Kari Nayanar is the 47th Nayanar saint. Traditional hagiographies like Periya Puranam (13th century CE) and Thiruthondar Thogai (10th century CE) detail his legendary life and services to the Hindu god Shiva. Kari Nayanar was a vedic Brahmin devotee as well as a Tamil poet with an understanding of Sanskrit. The poet-saint compiled the vedic truths in Kovai(Anthology), a Tamil composition titled Karikkovai. This book is now considered lost.
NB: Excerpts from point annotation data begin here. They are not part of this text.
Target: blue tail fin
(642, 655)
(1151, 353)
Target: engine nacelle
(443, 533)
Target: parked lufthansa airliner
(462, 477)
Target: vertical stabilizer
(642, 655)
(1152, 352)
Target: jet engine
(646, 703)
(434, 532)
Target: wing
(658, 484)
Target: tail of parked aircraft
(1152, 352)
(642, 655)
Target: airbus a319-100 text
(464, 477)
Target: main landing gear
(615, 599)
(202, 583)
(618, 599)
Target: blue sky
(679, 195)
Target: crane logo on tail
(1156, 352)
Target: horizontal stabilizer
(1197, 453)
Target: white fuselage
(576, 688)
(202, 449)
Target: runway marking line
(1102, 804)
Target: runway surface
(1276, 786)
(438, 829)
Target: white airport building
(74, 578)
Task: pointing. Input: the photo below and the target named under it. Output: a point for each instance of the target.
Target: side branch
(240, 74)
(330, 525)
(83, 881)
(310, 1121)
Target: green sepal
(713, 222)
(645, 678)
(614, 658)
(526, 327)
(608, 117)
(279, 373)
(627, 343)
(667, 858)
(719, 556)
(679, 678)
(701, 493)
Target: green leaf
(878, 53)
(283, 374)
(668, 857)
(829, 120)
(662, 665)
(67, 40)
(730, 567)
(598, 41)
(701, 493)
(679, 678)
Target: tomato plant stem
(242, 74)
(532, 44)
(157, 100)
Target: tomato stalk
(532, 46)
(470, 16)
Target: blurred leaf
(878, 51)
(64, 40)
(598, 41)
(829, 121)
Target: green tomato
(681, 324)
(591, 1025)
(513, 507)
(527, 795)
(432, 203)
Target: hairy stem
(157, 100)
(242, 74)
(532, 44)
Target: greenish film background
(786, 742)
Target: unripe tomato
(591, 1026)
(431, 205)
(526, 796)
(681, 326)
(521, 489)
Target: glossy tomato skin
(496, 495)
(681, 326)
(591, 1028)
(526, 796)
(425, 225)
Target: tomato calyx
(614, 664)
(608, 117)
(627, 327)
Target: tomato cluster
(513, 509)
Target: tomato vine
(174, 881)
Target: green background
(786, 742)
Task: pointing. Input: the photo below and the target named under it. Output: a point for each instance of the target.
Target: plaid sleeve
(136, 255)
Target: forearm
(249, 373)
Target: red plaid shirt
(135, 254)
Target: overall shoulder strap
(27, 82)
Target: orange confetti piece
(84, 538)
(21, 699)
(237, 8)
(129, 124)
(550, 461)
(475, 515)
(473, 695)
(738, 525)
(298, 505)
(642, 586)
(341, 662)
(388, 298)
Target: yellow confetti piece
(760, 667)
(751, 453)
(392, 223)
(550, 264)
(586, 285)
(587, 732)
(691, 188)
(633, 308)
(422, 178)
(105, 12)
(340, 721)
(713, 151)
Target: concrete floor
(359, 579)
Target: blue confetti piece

Therefore the saint got the name as Kari Nayanar.

==Hagiography==

Kari Nayanar was born in a Vedic Brahmin family in Thirukkadaiyur, a coastal town located - 15 km north of Karaikal - on the east coast of Tamil Nadu, where there are Amritaghateswarar - Abirami Temple and the ancient Thirukkadaiyur Mayanam temple. The poet-saint was not only the great Shiva devotee but also a learned scholar. The saint, with the help of his Sanskrit learning and with fair knowledge about the Vedic truths, composed anthologies in praise of Shiva and on Vedic truths. The knowledge of Vedic truths originally compiled in Sanskrit language was disseminated in the easily understandable, rhythmic and music filled Tamil anthology compositions, which melted the entire Tamil regions. The poet-saint also composed anthologies in praise of the monarchs i.e., Chera, Chozha and Pandyan, the rulers of three major Tamil kingdoms. In appreciation of his anthologies, the poet-saint was rewarded with heaps of prize money and gifts. The saint utilized all his earnings for the cause of Saiva services. The poet-saint built many Shiva temples. He also served Shiva devotees. After rendering the prolonged selfless services, the devotion, faith and intense prayers of the poet-saint made him to attain the abode of Shiva.

Tamil month Masi – Puradam Poorvashada, Purvashada, star is widely celebrated as Guru Puja Day of Kari Nayanar.